Holiday Cookie #1: Buckeye Bark

Tonight I found a recipe for Buckeyes but in bark form. Given that my mom's from Ohio (Lima, setting of Glee!), and my husband LOVES peanut butter and chocolate, I gave it a shot with my own twist.

Buckeye Bark

Ingredients:
10 oz. Ghiradelli 60% Chocolate Baking Chips
2 teas coconut oil
5 oz smooth peanut butter
2 Tbs butter, melted
1/2 c + 2 Tbs powdered sugar
1/4 teas vanilla extract 
Sprinkle of sea salt (optional)

Directions:
1. Prep an 8" square pan by lining with parchment paper
2. Chocolate Layer #1: Melt 1/2 the chocolate with 1 teas coconut oil in the microwave.
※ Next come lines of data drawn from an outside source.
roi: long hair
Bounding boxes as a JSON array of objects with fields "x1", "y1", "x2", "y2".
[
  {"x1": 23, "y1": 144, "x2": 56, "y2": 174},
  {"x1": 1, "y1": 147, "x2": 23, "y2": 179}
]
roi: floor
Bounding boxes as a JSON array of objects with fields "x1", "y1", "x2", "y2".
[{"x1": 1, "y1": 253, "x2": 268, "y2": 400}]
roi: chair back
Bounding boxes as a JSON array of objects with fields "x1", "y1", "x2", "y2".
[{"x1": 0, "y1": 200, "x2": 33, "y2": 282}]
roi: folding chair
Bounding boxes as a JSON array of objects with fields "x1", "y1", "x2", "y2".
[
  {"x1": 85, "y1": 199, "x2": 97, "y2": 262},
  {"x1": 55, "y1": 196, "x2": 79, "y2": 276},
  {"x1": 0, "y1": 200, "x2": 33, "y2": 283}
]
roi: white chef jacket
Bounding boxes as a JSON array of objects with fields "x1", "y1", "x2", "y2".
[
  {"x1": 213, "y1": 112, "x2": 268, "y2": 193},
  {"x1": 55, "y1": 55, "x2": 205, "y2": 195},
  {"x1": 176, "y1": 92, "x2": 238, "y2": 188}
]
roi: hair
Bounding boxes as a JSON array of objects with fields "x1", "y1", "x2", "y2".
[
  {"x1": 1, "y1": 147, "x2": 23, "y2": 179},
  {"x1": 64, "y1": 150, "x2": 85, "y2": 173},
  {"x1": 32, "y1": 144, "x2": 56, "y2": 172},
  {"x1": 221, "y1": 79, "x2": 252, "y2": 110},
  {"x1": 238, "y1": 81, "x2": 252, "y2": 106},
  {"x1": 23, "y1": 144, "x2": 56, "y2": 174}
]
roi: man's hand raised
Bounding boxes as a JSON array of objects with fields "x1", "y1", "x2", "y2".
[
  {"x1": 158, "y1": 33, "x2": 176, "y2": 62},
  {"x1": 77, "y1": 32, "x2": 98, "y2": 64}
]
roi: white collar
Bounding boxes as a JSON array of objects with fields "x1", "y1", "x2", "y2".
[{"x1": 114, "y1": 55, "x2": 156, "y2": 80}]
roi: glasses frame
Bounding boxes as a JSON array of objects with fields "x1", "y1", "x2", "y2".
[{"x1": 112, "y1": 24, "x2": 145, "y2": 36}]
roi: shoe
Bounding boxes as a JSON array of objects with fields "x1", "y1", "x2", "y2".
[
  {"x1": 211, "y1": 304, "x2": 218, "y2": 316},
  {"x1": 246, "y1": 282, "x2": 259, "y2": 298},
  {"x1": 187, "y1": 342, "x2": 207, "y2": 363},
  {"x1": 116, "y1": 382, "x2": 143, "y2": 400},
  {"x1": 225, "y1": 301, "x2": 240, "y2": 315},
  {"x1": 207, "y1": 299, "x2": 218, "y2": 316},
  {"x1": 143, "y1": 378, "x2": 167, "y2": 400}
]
Start with 30 seconds, stir and add time in short intervals until almost melted. Once at that point, take the chocolate out and stir until melted. Add in 1 Tbs of powdered sugar. Pour into the pan and put into the freezer. 
3. Peanut Butter Layer: In a mixing bowl, beat together the peanut butter, melted butter, powdered sugar, and vanilla. Once the chocolate is hardened, spread the peanut butter mixture on top of the first chocolate layer. Refeeze. 
4. Chocolate Layer #2: Melt the rest of the chocolate with 1 teas coconut oil in the microwave, using the same process as before. Once melted, add the last Tbs of powdered sugar. Pour over the peanut butter layer. If you choose, lightly sprinkle a bit of sea salt over the top. Refeeze. 
5. Once solid, take out and cut into 16 pieces. Store in the refrigerator until consumed. 

Notes: 
• The coconut oil helps the chocolate harden in the freezer, and keeps it more hardened as you store in the fridge.
• You can choose to use milk chocolate chips, but if you do, eliminate the Tbs of powdered sugar that goes in the chocolate. 




2 comments:

  1. We love traditional buckeyes. This will be a first to try.

    ReplyDelete
  2. I will say that it may be worth mixing the darker chocolate with a bit of milk chocolate. It was a tad too bitter for my taste. Let me know how yours turn out!